The Economic and Fiscal Effects of Eliminating the Federal Death Tax
September 25, 2014
The federal estate tax is a tax on a person's lifetime accumulated property. Despite the fact it raises a small amount of revenue for the government, it imposes great costs on the American economy in terms of lost jobs and reduced growth rates, according to the Heritage Foundation.
- In 2014, the death tax applies a 40 percent tax to all accumulated wealth above $5.34 million.
- Eliminating the death tax could boost U.S. economic growth by more than $46 billion over the next 10 years.
- Furthermore, it could create 18,000 private sector jobs annually.
- Moreover, the tax will only account for about 0.5 percent of federal revenue between 2015 and 2024.
The death tax has its biggest effect on family-owned businesses. The reason is that many owners of family businesses have their assets tied up in the business, rather than having them liquid. When an owner dies, their heirs are forced to liquidate 40 percent of the business' value to pay the tax, often spelling out closure of the business altogether.
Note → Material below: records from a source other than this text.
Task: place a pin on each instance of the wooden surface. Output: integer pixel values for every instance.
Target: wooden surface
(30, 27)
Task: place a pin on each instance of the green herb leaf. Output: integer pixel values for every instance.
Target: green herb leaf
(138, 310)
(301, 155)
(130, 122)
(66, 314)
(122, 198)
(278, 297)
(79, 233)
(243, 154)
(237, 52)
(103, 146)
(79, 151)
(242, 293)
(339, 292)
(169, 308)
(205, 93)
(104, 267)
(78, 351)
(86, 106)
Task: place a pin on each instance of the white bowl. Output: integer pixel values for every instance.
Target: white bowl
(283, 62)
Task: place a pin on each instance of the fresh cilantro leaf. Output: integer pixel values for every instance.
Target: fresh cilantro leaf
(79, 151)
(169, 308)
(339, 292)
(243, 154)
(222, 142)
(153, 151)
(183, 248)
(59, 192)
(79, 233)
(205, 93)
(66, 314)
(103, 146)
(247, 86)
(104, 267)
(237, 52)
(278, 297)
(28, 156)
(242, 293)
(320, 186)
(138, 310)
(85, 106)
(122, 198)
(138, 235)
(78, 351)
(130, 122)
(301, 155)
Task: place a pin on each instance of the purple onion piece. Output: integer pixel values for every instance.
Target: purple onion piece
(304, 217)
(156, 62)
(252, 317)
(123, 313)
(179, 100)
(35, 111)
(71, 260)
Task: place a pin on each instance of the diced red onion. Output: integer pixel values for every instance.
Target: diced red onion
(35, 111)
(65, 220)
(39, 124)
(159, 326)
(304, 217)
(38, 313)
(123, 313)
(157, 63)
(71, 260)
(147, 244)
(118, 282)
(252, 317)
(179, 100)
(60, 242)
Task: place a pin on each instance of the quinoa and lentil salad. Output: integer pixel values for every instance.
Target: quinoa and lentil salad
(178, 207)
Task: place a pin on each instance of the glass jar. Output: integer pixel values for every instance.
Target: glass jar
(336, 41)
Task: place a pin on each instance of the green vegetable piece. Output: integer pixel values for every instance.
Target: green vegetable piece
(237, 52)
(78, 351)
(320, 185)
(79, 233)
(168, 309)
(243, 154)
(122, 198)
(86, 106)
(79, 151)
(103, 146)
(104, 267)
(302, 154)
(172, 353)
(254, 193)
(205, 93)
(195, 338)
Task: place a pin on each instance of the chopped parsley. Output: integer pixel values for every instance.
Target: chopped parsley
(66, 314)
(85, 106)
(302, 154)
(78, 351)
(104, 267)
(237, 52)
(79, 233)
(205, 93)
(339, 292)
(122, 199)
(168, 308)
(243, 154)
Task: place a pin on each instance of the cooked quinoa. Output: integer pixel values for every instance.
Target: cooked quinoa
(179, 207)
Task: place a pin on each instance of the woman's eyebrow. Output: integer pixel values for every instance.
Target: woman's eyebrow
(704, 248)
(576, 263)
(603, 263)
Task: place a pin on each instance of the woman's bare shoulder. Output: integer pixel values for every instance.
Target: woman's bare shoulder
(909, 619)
Proponents of the tax argue that it targets that ultra-wealthy which helps reduce income inequality. However, according to one recent study by the Joint Economic Committee, only 2 percent of income inequality can be explained by inherited wealth.
Furthermore, the death tax encourages people to consume more and invest less because there is less of an incentive to save if the government can end up confiscating 40 percent of assets. Investments and savings create a vibrant and dynamic economy.
Considering the effect that the tax has on the overall U.S. economy and marginal revenues it provides for the government, it should be abolished altogether.